Thursday, December 17th, 2009

Sketching User ExperiencesReading Bill Buxton’s “Sketching User Experiences: Getting the Design Right and the Right Design” feels like leafing through a designer’s sketchbook, a sketchbook of a lifetime of contributing to designing high tech products. Ideas come at you from all angles and then drill down into incredible detail before spinning off in another direction.

Bill Buxton has worked at both EuroPARC and Xerox PARC, Silicon Graphics, Alias Wavefront and most recently Microsoft Research. He has been lecturing and writing on the human computer interaction for 30 years.

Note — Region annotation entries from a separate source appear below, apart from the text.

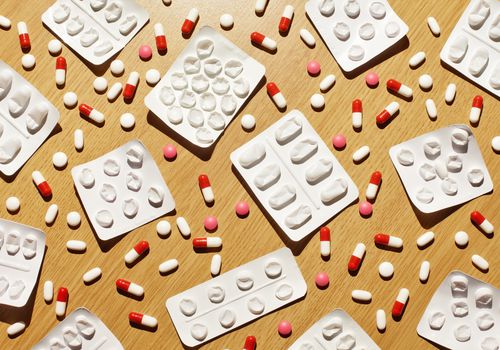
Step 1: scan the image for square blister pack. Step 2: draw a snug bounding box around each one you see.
[42,0,149,65]
[33,307,123,350]
[306,0,408,72]
[288,309,380,350]
[71,140,175,241]
[417,271,500,350]
[0,219,45,307]
[166,248,307,347]
[440,0,500,97]
[144,26,266,148]
[231,110,359,241]
[0,60,59,176]
[389,124,493,213]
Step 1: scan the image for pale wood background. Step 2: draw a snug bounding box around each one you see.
[0,0,500,349]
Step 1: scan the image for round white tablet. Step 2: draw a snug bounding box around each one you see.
[47,39,62,56]
[21,54,36,69]
[146,69,161,86]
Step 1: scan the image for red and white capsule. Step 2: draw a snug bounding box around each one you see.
[31,170,52,198]
[376,101,399,124]
[250,32,278,51]
[278,5,295,33]
[392,288,410,317]
[387,79,413,98]
[181,7,200,35]
[115,278,144,297]
[193,237,222,249]
[470,211,495,234]
[56,56,68,86]
[128,312,158,328]
[17,22,31,50]
[56,287,69,317]
[469,95,483,124]
[267,82,286,109]
[125,241,149,264]
[347,243,366,272]
[198,174,215,204]
[365,171,382,201]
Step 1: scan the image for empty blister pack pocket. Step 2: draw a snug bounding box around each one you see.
[0,219,45,307]
[389,125,493,213]
[71,140,175,240]
[231,110,359,241]
[0,60,59,176]
[42,0,149,65]
[33,307,123,350]
[306,0,408,72]
[440,0,500,97]
[417,271,500,350]
[144,27,265,148]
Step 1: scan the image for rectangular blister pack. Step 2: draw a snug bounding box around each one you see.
[166,248,307,347]
[33,307,123,350]
[71,140,175,241]
[0,219,45,307]
[306,0,408,72]
[288,309,380,350]
[42,0,149,66]
[231,110,359,241]
[389,124,493,213]
[440,0,500,97]
[0,60,59,176]
[417,271,500,350]
[144,26,265,148]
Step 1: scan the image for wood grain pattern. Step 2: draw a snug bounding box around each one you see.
[0,0,500,349]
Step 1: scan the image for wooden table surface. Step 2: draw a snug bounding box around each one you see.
[0,0,500,349]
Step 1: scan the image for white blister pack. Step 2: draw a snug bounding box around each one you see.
[42,0,149,66]
[231,110,359,241]
[0,60,59,176]
[417,271,500,350]
[440,0,500,97]
[33,307,124,350]
[71,140,175,241]
[144,26,266,148]
[166,248,307,347]
[0,219,45,307]
[389,124,493,213]
[288,309,380,350]
[306,0,408,72]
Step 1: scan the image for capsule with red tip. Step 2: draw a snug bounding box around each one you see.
[352,99,363,129]
[78,103,104,124]
[250,32,278,51]
[128,312,158,328]
[56,56,68,86]
[116,278,144,297]
[31,171,52,198]
[376,102,399,124]
[123,72,140,100]
[278,5,295,33]
[193,237,222,249]
[125,241,149,264]
[392,288,410,317]
[267,82,286,109]
[469,95,483,124]
[154,23,167,52]
[181,8,200,35]
[470,211,495,234]
[387,79,413,98]
[347,243,366,272]
[17,22,31,50]
[198,174,215,204]
[365,171,382,201]
[56,287,69,317]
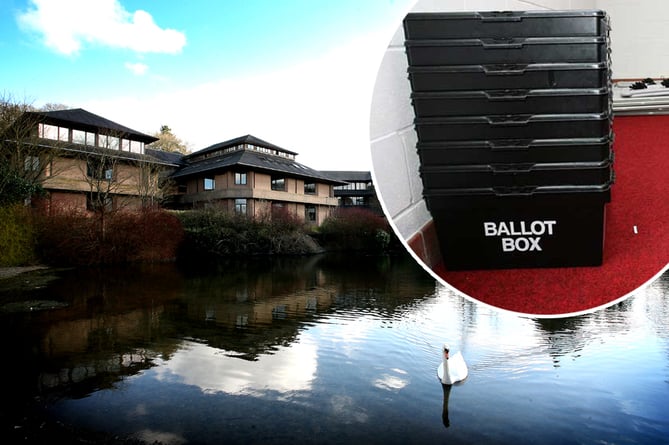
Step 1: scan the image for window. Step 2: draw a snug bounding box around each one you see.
[86,193,114,211]
[235,198,246,215]
[130,140,144,153]
[235,173,246,185]
[72,130,86,145]
[38,124,58,140]
[272,176,286,192]
[304,205,316,222]
[86,160,114,181]
[23,156,39,172]
[58,127,70,142]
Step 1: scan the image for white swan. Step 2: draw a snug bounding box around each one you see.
[437,344,469,385]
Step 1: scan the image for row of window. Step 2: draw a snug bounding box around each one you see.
[334,182,372,190]
[37,124,144,154]
[193,144,295,161]
[235,198,316,222]
[203,173,316,195]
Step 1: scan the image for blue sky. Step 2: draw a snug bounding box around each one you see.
[0,0,413,170]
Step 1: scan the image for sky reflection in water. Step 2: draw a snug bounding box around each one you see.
[5,260,669,444]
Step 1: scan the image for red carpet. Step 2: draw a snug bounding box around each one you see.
[434,116,669,316]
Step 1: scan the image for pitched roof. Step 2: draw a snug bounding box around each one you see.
[144,147,184,166]
[172,143,345,184]
[188,134,297,157]
[27,108,158,144]
[321,170,372,182]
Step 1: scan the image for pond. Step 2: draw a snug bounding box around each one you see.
[0,255,669,444]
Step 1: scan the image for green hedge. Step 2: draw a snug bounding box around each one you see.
[0,204,35,267]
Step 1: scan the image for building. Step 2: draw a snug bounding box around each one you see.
[322,171,383,213]
[171,135,344,225]
[5,108,179,211]
[4,108,370,225]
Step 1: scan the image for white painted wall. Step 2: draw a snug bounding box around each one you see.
[595,0,669,79]
[370,0,600,240]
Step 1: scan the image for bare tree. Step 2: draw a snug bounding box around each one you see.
[151,125,190,154]
[0,97,58,205]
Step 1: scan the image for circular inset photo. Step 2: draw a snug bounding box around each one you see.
[370,2,669,317]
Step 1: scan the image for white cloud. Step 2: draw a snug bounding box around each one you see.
[125,62,149,76]
[18,0,186,55]
[78,30,392,170]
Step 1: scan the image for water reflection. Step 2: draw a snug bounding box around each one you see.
[0,256,669,444]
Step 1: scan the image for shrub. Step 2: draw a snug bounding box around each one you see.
[319,207,392,252]
[179,208,319,258]
[0,204,35,267]
[38,208,183,265]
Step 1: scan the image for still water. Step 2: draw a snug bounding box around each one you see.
[0,256,669,444]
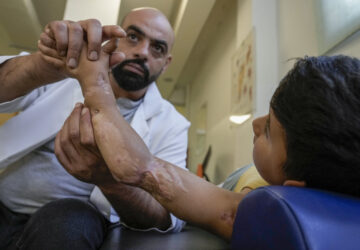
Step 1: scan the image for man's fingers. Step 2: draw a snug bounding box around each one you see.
[79,19,102,61]
[40,32,56,49]
[102,38,119,54]
[55,133,71,169]
[38,41,62,61]
[102,25,126,42]
[66,22,84,68]
[109,51,125,68]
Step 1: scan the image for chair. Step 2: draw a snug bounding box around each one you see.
[231,186,360,250]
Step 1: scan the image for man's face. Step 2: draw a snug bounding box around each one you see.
[253,109,286,185]
[110,10,173,91]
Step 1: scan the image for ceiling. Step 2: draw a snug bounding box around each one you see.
[0,0,216,102]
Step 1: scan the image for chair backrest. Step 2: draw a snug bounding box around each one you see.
[231,186,360,250]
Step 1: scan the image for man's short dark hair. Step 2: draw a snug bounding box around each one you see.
[270,55,360,196]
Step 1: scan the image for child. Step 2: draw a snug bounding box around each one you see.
[58,47,360,240]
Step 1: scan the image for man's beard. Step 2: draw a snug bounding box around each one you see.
[111,59,161,91]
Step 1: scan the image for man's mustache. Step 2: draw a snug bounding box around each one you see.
[112,59,149,79]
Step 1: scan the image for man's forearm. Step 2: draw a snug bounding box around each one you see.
[80,71,170,229]
[0,52,65,102]
[99,183,171,230]
[140,158,245,240]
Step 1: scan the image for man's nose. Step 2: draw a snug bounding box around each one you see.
[134,41,150,62]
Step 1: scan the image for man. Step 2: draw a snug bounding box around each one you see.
[60,38,360,240]
[0,8,189,249]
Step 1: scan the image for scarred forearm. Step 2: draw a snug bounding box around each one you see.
[80,71,171,230]
[99,182,171,230]
[0,52,66,102]
[140,158,245,240]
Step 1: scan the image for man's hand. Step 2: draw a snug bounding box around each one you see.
[55,103,115,185]
[38,19,125,69]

Buxton is passionate about technology products and equally passionate about the role of design in creating successful products which are a pleasure to use. He describes a role for design from the very earliest stages “sketching” new products and what interacting with them might be like. He describes how these sketches can be on paper, on glass, cut out of cardboard, in short videos, photomontages, post-its, games, pantomime, almost anything. He gives detailed examples of how these have been used to develop the user experience in numerous projects, many of which have developed into products.

A core message of the book is that the design process requires experimentation, with the expectation that experiments will fail and that the design team will learn a great deal from that failure. These experiments are often in the form of role playing, where members of the design team try to take on particular roles, trying to achieve particular aims within the limits of the current design experiment.